The first novel Nabokov wrote while living in America and the most overtly political novel he ever wrote, Bend Sinister is a modern classic.  While it is filled with veiled puns and characteristically delightful wordplay, it is, first and foremost, a haunting and compelling narrative about a civilized man caught in the tyranny of a police state. It is first and foremost a compelling narrative about a civilized man and his child caught up in the tyranny of a police state.  Professor Adam Krug, the country's foremost philosopher, offers the only hope of resistance to Paduk, dictator and leader of the Party of the Average Man.  In a folly of bureaucratic bungling and ineptitude, the government attempts to co-opt Krug's support in order to validate the new regime. --This text refers to an alternate Paperback edition.


About the Author

Vladimir Vladimirovich Nabokov was born on April 23, 1899, in St. Petersburg, Russia. The Nabokovs were known for their high culture and commitment to public service, and the elder Nabokov was an outspoken opponent of antisemitism and one of the leaders of the opposition party, the Kadets. In 1919, following the Bolshevik revolution, he took his family into exile. Four years later he was shot and killed at a political rally in Berlin while trying to shield the speaker from right-wing assassins.

The Nabokov household was trilingual, and as a child Nabokov was already reading Wells, Poe, Browning, Keats, Flaubert, Verlaine, Rimbaud, Tolstoy, and Chekhov, alongside the popular entertainments of Sir Arthur Conan Doyle and Jules Verne. As a young man, he studied Slavic and romance languages at Trinity College, Cambridge, taking his honors degree in 1922. For the next eighteen years he lived in Berlin and Paris, writing prolifically in Russian under the pseudonym Sirin and supporting himself through translations, lessons in English and tennis, and by composing the first crossword puzzles in Russian. In 1925 he married Vera Slonim, with whom he had one child, a son, Dmitri.

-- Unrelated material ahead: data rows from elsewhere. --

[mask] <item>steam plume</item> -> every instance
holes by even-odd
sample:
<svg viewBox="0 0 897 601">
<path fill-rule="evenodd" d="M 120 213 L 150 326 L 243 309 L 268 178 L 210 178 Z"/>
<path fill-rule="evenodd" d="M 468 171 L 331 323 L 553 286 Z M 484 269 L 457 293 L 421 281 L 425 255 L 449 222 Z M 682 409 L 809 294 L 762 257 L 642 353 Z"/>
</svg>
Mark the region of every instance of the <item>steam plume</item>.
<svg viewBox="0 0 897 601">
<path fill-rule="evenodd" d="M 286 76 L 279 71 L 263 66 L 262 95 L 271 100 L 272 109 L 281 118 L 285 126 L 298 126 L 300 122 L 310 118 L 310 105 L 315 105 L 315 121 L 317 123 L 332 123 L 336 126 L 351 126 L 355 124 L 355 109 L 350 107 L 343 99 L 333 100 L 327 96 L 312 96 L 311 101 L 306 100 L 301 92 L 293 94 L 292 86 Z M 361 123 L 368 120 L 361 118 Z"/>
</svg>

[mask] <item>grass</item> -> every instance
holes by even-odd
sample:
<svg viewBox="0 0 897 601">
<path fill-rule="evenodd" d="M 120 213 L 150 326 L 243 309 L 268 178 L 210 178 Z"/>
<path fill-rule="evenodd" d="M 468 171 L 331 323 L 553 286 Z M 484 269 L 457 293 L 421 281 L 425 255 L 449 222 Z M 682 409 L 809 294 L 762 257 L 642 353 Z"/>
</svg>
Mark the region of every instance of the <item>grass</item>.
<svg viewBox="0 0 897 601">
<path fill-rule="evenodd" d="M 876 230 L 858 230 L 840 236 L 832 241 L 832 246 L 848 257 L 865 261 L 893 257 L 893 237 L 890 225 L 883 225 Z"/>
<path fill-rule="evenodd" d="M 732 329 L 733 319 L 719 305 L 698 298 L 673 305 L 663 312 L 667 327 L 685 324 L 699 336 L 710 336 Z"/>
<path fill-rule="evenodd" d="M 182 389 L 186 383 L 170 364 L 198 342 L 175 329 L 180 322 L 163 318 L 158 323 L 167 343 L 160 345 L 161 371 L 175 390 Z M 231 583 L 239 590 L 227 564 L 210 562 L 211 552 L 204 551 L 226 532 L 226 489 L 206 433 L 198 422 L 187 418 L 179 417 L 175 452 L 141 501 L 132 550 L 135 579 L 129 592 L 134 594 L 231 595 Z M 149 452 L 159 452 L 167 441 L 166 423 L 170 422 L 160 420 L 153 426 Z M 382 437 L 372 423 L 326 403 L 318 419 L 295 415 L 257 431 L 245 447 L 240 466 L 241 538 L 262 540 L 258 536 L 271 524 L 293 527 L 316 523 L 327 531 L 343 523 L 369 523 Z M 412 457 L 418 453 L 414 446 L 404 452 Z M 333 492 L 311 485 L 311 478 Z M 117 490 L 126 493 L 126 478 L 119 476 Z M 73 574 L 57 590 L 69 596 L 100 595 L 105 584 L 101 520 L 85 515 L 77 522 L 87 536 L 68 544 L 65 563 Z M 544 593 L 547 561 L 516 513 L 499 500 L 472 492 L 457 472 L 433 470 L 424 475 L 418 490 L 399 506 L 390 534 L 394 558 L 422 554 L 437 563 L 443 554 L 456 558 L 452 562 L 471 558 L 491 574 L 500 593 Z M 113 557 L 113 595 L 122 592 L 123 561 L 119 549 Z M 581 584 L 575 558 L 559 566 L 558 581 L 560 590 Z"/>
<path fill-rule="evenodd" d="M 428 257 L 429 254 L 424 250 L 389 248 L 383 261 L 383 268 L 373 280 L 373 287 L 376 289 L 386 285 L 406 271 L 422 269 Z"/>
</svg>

Having already fled Russia and Germany, Nabokov became a refugee once more in 1940, when he was forced to leave France for the United States. There he taught at Wellesley, Harvard, and Cornell. He also gave up writing in Russian and began composing fiction in English. In his afterword to Lolita he claimed: "My private tragedy, which cannot, and indeed should not, be anybody's concern, is that I had to abandon my natural idiom, my untrammeled, rich, and infinitely docile Russian tongue for a second-rate brand of English, devoid of any of those apparatuses--the baffling mirror, the black velvet backdrop, the implied associations and traditions--which the native illusionist, frac-tails flying, can magically use to transcend the heritage in his own way." [p. 317] Yet Nabokov's American period saw the creation of what are arguably his greatest works, Bend Sinister (1947), Lolita (1955), Pnin (1957), and Pale Fire (1962), as well as the translation of his earlier Russian novels into English. He also undertook English translations of works by Lermontov and Pushkin and wrote several books of criticism. Vladimir Nabokov died in Montreux, Switzerland, in 1977. --This text refers to an alternate Paperback edition.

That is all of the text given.